I always shoot with electronic high-speed continuous plus.
Can someone tell me if I have to adjust any settings in the menu?
01-05-2022 10:02 AM
One issue you have is over exposure. Underexposure and even over exposure can expose all sorts of things in an image. Do post an unedited sample. (Don't apply the, "smart sharpening software".)
01-06-2022 08:46 AM
01-06-2022 09:11 AM
Just posted unedited sample above without "smart sharpening software"
01-06-2022 11:14 AM
I am not seeing any extreme amount of noise in that sample. You may be a victim of over cropping in an attempt to try an increase the size of the hummingbird. With a 200mm lens you need to be awfully close to the small bird to get a decent size subject in the frame.
When I shoot hummers I am about 20 to 30 feet away. This is my setup a 1DX with a Sigma 150-600mm Sport super zoom lens.

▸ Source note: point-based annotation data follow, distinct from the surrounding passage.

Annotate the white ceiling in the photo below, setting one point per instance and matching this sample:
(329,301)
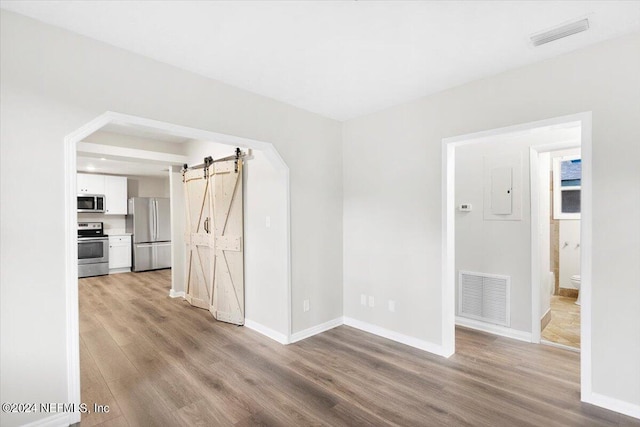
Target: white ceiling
(337,58)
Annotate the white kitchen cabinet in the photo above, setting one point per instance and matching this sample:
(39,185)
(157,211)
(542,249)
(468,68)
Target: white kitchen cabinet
(119,253)
(90,183)
(115,193)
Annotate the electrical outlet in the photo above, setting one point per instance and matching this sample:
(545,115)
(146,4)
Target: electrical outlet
(392,306)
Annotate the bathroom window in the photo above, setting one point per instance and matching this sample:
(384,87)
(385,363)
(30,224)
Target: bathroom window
(567,184)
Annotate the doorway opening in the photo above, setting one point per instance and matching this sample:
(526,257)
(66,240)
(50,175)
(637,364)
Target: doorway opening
(559,183)
(266,219)
(503,175)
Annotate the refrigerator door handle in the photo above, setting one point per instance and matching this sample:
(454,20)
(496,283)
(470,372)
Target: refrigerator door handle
(155,219)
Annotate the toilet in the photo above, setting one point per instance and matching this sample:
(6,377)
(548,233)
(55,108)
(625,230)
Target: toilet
(575,280)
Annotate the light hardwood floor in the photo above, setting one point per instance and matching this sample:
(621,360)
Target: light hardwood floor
(564,327)
(137,358)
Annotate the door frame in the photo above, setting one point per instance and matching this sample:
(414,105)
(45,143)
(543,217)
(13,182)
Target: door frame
(71,241)
(449,146)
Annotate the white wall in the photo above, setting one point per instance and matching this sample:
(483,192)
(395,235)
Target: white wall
(266,283)
(393,193)
(501,246)
(147,186)
(53,82)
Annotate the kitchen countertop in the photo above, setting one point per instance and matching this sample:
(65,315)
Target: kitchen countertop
(116,233)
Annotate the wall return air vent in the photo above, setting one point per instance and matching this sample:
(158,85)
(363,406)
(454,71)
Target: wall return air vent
(484,297)
(560,32)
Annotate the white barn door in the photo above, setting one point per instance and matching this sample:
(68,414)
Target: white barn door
(215,238)
(199,239)
(226,188)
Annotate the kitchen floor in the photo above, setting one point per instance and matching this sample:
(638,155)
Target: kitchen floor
(564,327)
(156,361)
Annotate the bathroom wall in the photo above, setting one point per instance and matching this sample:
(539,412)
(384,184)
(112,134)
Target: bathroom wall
(569,253)
(565,260)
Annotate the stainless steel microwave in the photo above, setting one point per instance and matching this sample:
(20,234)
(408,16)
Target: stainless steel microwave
(91,203)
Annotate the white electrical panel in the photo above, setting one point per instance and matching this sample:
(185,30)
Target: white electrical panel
(501,191)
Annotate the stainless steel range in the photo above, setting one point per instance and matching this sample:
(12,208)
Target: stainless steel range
(93,250)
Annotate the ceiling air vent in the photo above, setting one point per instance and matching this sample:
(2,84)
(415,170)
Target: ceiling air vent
(560,32)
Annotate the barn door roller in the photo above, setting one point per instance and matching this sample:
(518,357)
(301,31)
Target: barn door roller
(208,161)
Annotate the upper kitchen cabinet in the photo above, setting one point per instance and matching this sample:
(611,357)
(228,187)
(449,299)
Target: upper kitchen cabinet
(115,192)
(114,189)
(91,184)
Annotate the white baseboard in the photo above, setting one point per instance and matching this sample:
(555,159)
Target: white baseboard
(314,330)
(57,420)
(494,329)
(612,404)
(174,294)
(266,331)
(395,336)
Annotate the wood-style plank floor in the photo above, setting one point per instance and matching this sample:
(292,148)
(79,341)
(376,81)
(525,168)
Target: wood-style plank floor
(564,327)
(158,362)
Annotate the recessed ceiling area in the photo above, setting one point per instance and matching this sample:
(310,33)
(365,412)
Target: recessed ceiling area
(118,167)
(142,132)
(113,162)
(336,58)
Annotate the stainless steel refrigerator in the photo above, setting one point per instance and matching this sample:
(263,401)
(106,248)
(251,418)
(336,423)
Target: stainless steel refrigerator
(149,219)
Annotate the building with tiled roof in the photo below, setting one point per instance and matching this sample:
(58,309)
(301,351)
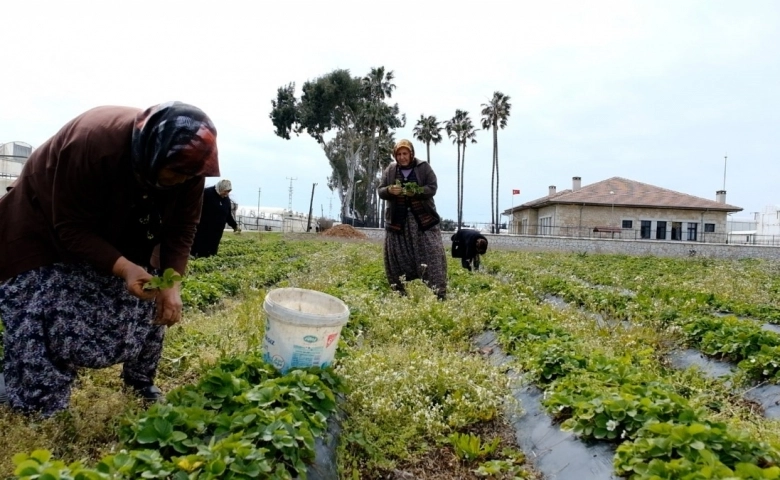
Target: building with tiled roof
(623,208)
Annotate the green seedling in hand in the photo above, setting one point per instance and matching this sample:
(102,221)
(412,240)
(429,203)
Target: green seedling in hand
(167,280)
(412,187)
(409,187)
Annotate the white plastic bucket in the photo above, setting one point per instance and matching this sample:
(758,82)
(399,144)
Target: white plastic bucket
(302,328)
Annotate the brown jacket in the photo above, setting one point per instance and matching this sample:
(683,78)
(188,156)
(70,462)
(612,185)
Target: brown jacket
(425,177)
(72,200)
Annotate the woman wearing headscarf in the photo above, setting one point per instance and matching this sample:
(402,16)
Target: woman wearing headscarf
(217,211)
(413,245)
(77,233)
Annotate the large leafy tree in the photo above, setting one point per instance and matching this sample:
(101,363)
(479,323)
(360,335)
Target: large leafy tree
(461,130)
(428,130)
(495,114)
(352,110)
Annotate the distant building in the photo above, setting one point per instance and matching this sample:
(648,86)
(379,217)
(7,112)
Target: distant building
(623,208)
(13,156)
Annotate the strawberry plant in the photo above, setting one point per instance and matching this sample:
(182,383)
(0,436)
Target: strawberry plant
(167,280)
(222,427)
(470,447)
(408,188)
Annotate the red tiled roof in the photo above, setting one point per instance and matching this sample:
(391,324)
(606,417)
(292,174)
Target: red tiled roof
(628,193)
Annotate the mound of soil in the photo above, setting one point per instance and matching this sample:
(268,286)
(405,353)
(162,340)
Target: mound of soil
(343,231)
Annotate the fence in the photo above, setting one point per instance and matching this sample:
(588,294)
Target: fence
(666,234)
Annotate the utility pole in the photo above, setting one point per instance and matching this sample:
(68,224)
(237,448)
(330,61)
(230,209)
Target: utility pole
(259,190)
(311,205)
(289,206)
(289,202)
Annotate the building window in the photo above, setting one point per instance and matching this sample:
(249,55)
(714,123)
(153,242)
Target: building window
(692,231)
(644,231)
(660,230)
(545,226)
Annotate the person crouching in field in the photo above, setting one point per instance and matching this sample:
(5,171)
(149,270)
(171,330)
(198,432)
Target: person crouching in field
(77,235)
(468,245)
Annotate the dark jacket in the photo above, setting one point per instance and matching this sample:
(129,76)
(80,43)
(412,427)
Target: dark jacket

I caught this somewhat annoyed hummingbird chasing off a bee from the feeder.
With the big 600mm lens it doesn't require as much cropping to get a reasonable sized subject in the frame but it still does require a fair amount. Solution crop less with a bigger lens and see less noise.
01-06-2022 12:29 PM
Got it! I know looking at a he new RF100-400 2.8. Looks amazing!
Than you for the tip. 😊
02-28-2024 08:30 AM
Hello Peter, I shoot wildlife on an R5 with a RF 100-500 lens. Usually I get sharp, low noise images I am very happy with. But this most recent time I did some shooting I feel that the images are not as crisp. I'm wondering if something happened to the camera. If I upload a couple of good (taken previously) and bad (most recent) raw files, could you please help me understand what may be happening. Thank you.
02-28-2024 09:21 AM
Upload to Google Drive and share, or WeTransfer.
Put the link here.
02-28-2024 10:25 AM
Thank you Peter. I have uploaded 4 files to Google Drive at:
https://drive.google.com/drive/folders/1LVfkYER9bsZf77L-cUTBp7D6HFvWurHP?usp=sharing
Good Image - 1.CR3
Good Image - 2.CR3
Bad Image - 1.CR3
Bad Image - 2.CR3
02-28-2024 10:51 AM - edited 02-28-2024 11:06 AM
Heat distortion is my guess, so not a problem with your equipment.
You have some hot pixels visible in daylight, so perform a sensor cleaning via the camera menu to remove them. Perhaps more visible due to camera temperature.
02-28-2024 12:06 PM
I hope some of this might help.
The differences I noticed between bad image 1 and good image 1 include camera temperature as Peter mentioned. It seems to me that with my EOS R5, noise increases rapidly as camera temperature increases. I have read that for CMOS sensors, thermal noise doubles for each 6 degree C increase in temperature, so one might expect bad image to have roughly 4 times the noise as good image. For a camera with IBIS, cooling the sensor chip is more difficult.
Camera settings that seem to me to increase noise include enabling auto lighting optimizer or enabling peripheral illumination correction. Those are easily done later in Canon DPP software.
Camera temperature seems to stay lower for me if I close the live view screen and in power settings have the viewfinder turn off quickly.